La majorité des 44 sols échantillonnés chez les producteurs du Québec utilisant des herbicides à base de glyphosate affichaient une présence significative d’AMPA à la récolte et même le printemps suivant. Fait intéressant, les chercheurs ont noté une quasi-absence de résidus dans les champs en semis direct où des plantes de couverture étaient semées année après année. « Les communautés de bactéries présentes dans le sol changent en fonction des précédents culturaux et il semblerait que le semis direct et les plantes de couverture aient favorisé la dégradation du glyphosate et de l’AMPA. Une hypothèse qui reste à être validée », indique M. Lucotte.

À noter que cette étude réalisée par la Chaire de recherche sur la transition vers la durabilité des grandes cultures sera bientôt publiée intégralement dans une revue scientifique et a été financée par des fonds publics provenant du Conseil de recherches en sciences naturelles et en génie.

« Pas un risque inacceptable »

Pierre Petelle, le président de CropLife Canada, un organisme qui représente les fabricants, les concepteurs et les distributeurs canadiens de produits de phytoprotection, considère que les résidus de glyphosate et l’AMPA ne posent « pas un risque inacceptable ». 

M. Petelle se base notamment sur le dernier réexamen du glyphosate effectué par Santé Canada. L’organisme fédéral indique que l’AMPA peut persister dans l’environnement, mais que « la rémanence du glyphosate et de l’AMPA jusqu’à la saison de croissance suivante ne devrait pas être importante ». Santé Canada ajoute : « On ne prévoit pas que le glyphosate et l’AMPA se déplacent en profondeur dans le sol, et il est peu probable qu’ils atteignent les eaux souterraines. […] Le glyphosate se dissout rapidement dans l’eau; on s’attend à ce qu’il se déplace dans les sédiments en milieu aquatique. Il est peu probable que le glyphosate et l’AMPA s’accumulent dans les tissus animaux », indique Santé Canada sur son site Internet. 

Pantois

Ces informations laissent le chercheur Marc Lucotte pantois. « Pour un organisme fédéral, ce n’est franchement pas très sérieux d’écrire tout ça! Quelle incohérence de dire que “le glyphosate se dissout rapidement dans l’eau”, et dans le même paragraphe, “qu’il est peu probable que le glyphosate se déplace en profondeur”. De fait, le glyphosate est soluble dans l’eau. Sa mobilité verticale et horizontale a été mesurée et publiée scientifiquement à maintes reprises. Nous avons retrouvé le glyphosate et l’AMPA à 80 cm dans le sol, soit près de la nappe phréatique au printemps. Je comprends que le fédéral veuille demeurer prudent face à un sujet controversé comme le glyphosate, mais il ne faut pas écrire n’importe quoi! » commente-t-il. 
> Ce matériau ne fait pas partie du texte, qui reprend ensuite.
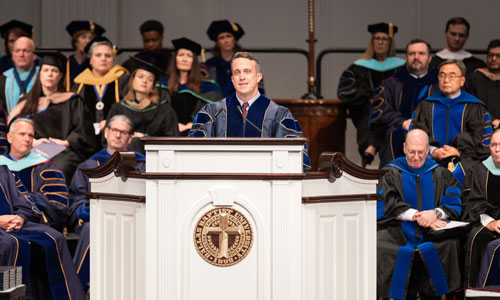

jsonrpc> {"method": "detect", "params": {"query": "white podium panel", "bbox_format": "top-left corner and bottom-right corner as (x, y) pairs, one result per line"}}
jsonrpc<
(87, 140), (383, 300)
(302, 201), (377, 300)
(90, 199), (145, 300)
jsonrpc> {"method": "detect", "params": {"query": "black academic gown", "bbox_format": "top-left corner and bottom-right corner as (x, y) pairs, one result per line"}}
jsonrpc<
(462, 161), (500, 288)
(465, 69), (500, 121)
(337, 59), (404, 157)
(72, 67), (129, 124)
(377, 157), (462, 299)
(0, 165), (85, 300)
(72, 66), (129, 150)
(431, 55), (486, 75)
(106, 98), (179, 154)
(369, 67), (439, 168)
(165, 79), (221, 136)
(68, 149), (145, 289)
(27, 94), (96, 183)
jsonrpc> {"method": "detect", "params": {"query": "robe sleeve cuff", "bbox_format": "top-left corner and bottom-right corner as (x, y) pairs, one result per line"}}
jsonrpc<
(397, 208), (418, 221)
(436, 208), (448, 220)
(429, 146), (437, 156)
(480, 214), (495, 227)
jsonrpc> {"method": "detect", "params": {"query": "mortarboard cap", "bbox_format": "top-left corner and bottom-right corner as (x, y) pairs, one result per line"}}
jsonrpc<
(128, 56), (166, 81)
(171, 37), (202, 56)
(0, 20), (33, 39)
(367, 22), (398, 38)
(206, 20), (245, 42)
(66, 21), (105, 37)
(37, 51), (68, 72)
(140, 20), (164, 35)
(36, 51), (71, 91)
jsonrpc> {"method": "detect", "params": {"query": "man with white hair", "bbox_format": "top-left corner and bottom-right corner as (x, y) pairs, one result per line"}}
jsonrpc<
(377, 129), (462, 299)
(0, 155), (85, 299)
(0, 118), (68, 231)
(0, 36), (38, 113)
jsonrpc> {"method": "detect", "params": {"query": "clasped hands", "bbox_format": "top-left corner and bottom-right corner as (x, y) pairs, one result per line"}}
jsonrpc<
(432, 145), (460, 161)
(412, 210), (447, 229)
(0, 215), (24, 232)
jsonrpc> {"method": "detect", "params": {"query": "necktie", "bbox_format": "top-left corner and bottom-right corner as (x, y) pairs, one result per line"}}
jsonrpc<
(242, 102), (248, 118)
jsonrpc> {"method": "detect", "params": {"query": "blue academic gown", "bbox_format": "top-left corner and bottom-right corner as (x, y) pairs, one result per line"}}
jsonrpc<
(377, 157), (462, 299)
(369, 67), (439, 168)
(0, 104), (7, 155)
(68, 149), (145, 289)
(2, 66), (40, 112)
(0, 165), (85, 300)
(0, 152), (69, 231)
(68, 55), (90, 87)
(0, 55), (13, 74)
(411, 91), (493, 185)
(188, 93), (311, 171)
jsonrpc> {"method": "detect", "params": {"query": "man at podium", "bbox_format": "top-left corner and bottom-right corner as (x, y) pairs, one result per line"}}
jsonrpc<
(188, 51), (311, 171)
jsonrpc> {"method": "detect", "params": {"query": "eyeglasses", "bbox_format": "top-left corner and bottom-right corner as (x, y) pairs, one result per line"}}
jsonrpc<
(108, 127), (130, 136)
(487, 53), (500, 60)
(438, 72), (462, 81)
(490, 143), (500, 149)
(373, 37), (390, 43)
(13, 49), (33, 54)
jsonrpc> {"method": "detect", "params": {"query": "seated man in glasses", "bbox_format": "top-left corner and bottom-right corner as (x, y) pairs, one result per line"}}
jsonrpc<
(465, 39), (500, 129)
(411, 60), (493, 185)
(68, 114), (145, 290)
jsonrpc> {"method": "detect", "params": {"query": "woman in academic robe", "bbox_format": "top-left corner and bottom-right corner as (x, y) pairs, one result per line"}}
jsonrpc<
(9, 52), (95, 183)
(71, 36), (129, 146)
(164, 37), (221, 135)
(337, 22), (405, 166)
(65, 20), (105, 86)
(107, 57), (179, 154)
(204, 20), (265, 98)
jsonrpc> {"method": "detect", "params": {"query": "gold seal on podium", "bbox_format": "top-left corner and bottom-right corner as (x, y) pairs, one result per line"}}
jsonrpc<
(194, 207), (253, 267)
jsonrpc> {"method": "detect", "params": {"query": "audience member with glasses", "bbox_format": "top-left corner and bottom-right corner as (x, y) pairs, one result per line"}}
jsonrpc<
(466, 39), (500, 128)
(337, 22), (405, 167)
(411, 60), (493, 186)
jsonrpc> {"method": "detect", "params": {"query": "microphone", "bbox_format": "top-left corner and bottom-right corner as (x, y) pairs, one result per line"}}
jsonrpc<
(237, 106), (265, 137)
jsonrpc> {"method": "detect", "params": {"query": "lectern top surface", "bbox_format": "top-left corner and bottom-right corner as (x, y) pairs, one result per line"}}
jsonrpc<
(141, 137), (307, 145)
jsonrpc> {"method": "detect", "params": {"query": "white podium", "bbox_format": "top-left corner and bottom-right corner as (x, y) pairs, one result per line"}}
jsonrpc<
(85, 138), (385, 300)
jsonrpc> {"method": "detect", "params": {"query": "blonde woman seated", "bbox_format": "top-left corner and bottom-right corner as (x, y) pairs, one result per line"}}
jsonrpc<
(107, 58), (178, 154)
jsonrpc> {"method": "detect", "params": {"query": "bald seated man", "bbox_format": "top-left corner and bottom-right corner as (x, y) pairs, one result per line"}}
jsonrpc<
(377, 129), (462, 299)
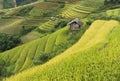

La Terre a demandé à Santé Canada d’où provenaient les sources de ses informations sur le glyphosate et l’AMPA. Le ministère a indiqué qu’il était impossible de déterminer spécifiquement d’où ces informations émanaient, mais a affirmé prendre compte « de toutes les informations scientifiques disponibles », ajoutant que Santé Canada utilise une approche fondée sur le poids de la preuve pour évaluer les résultats des études de laboratoire et autres.

« Oublions la grenouille à cinq pattes »

L’équipe de recherche de M. Lucotte serait parmi les seules au monde à avoir trouvé le moyen d’analyser efficacement les concentrations d’AMPA sur le terrain. La prochaine étape vise à documenter l’impact de l’utilisation du glyphosate dans les champs du Québec. 

L’équipe de recherche veut également offrir aux producteurs des solutions qui aideront à diminuer les quantités employées, sans nuire aux rendements agronomiques. « On a changé notre approche, car dénoncer les problèmes de grenouilles à cinq pattes causés par les pesticides, comme on faisait avant, ça n’intéresse pas les agriculteurs. Ce qui les intéresse, c’est de connaître l’impact des pesticides sur leurs rendements et non sur le ruisseau », explique M. Lucotte.